Przed ostatnim sparingiem ŁKS największe szanse na podpisanie kontraktu ma napastnik Polonii Warszawa Maciej Nuckowski
Według szkoleniowców z duetu Aleksander Osipowicz - Maciej Nuckowski ten ostatni jest zdecydowanie lepiej wyszkolony technicznie i ma dużo lepsze warunki fizyczne od Białorusina.
- Jest typem napastnika, którego szukamy - mówi Grzegorz Wesołowski, drugi trener ŁKS. Jego zdaniem Nuckowski, przejawia też więcej chęci do pozostania w Łodzi od Osipowicza, który ma jeszcze ważny kontrakt z Polonią Warszawa, dlatego nie jest do końca zainteresowany przejściem do ŁKS. Gdyby nie doszło do wypożyczenia Osipowicza, niewykluczony jest powrót Jacka Kosmalskiego. - Przecież nikt nie będzie robił prezentów panu Engelowi - tłumaczy Jarosław Papis, rzecznik prasowy ŁKS.
Gdyby wrócił Kosmalski, wtedy trener Marek Chojnacki będzie miał w składzie aż sześciu napastników. Stąd pomysł, by ewentualnie wypożyczyć Bartosza Sobkowicza do Ruchu Wysokie Mazowieckie. Jest też opcja wypożyczenia Krystiana Bolimowskiego, ale pod warunkiem, że ŁKS oprócz Nuckowskiego pozyska innego napastnika.
To nie koniec zmian w składzie. Prawdopodobnie odejdzie też Tomasz Rączka, który według działaczy nie robi spodziewanych postępów.
- Szczególnie widoczne było to w ostatnich sparingach - wyjaśnia Papis. Piłkarz ma ważny kontrakt, ale będzie mógł zmienić klub za symboliczną kwotę. Wśród nowych pracodawców Rączki wymienia się Górnika Łęczyca, Pelikana Łowicz i Unię Skierniewice. - Może iść wszędzie, gdzie go będą chcieli - dodaje Papis.
Działacze z al. Unii nie wykluczają, że wkrótce do zespołu dołączy kolejny nowy napastnik. Raczej nie będzie nim Krzysztof Bizacki z Odry Wodzisław. - Poprzedni klub winny jest piłkarzowi ogromne pieniądze, których nie jesteśmy w stanie za niego spłacić - mówi Papis.
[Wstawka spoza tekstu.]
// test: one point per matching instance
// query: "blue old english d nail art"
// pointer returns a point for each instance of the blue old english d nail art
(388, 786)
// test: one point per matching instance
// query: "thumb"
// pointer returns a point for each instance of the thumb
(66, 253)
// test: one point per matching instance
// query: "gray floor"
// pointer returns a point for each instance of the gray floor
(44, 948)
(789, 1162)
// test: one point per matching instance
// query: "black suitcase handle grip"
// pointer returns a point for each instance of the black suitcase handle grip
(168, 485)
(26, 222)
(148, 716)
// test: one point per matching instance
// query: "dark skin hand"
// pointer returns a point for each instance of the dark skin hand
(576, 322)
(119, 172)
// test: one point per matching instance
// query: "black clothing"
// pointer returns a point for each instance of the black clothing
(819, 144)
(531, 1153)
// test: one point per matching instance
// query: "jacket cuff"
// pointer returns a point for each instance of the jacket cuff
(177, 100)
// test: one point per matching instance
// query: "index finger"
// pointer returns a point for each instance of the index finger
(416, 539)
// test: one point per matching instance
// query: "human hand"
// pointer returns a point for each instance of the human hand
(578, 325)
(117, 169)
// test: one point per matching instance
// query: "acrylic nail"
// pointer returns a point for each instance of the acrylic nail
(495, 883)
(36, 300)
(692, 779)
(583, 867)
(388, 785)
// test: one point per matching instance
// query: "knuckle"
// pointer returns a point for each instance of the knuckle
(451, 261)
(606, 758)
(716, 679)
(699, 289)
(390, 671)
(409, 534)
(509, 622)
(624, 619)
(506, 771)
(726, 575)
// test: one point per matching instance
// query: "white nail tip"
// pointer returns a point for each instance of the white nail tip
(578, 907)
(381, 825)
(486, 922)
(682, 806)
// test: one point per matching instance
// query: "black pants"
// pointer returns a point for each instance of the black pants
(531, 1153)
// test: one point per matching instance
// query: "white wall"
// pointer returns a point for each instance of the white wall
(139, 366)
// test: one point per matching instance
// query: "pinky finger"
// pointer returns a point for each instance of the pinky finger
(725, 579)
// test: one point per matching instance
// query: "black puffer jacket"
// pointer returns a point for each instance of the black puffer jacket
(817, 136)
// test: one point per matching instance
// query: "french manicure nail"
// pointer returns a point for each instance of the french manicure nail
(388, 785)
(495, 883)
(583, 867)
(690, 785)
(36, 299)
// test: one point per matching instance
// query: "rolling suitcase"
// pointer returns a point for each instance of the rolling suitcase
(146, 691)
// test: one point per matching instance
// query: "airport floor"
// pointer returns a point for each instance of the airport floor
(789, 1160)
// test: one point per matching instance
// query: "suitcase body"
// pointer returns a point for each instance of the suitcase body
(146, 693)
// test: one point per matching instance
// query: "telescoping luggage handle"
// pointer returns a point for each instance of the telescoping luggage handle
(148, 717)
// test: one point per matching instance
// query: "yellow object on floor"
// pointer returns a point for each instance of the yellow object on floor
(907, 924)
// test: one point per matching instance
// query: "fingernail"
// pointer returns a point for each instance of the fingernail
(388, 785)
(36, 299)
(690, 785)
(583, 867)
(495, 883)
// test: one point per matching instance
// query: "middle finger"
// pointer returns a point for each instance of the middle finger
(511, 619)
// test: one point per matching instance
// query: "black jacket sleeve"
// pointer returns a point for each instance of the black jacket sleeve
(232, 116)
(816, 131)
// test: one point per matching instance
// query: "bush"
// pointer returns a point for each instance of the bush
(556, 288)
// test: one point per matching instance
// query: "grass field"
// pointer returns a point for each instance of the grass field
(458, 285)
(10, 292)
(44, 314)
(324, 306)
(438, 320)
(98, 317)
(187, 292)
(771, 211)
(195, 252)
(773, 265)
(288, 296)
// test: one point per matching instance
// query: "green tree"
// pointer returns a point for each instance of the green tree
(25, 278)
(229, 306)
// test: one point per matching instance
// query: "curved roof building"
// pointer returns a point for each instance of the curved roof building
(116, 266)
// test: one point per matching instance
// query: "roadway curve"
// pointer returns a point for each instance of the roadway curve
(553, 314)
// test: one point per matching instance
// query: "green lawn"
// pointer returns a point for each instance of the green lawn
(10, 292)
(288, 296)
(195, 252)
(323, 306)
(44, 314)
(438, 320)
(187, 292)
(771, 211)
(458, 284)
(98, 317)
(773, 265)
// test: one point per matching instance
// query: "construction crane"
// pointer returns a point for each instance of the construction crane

Piłkarze ŁKS trenowali wczoraj dwa razy. Podczas pierwszych zajęć biegali po lesie, a po południu - odbył się trening taktyczny, w których udział wzięli wszyscy zawodnicy włącznie z kontuzjowanymi Sławomirem Słowińskim i Arkadiuszem Mysoną. Ten ostatni czuje się coraz lepiej i liczy na występ w sobotnim meczu w Katowicach z GKS.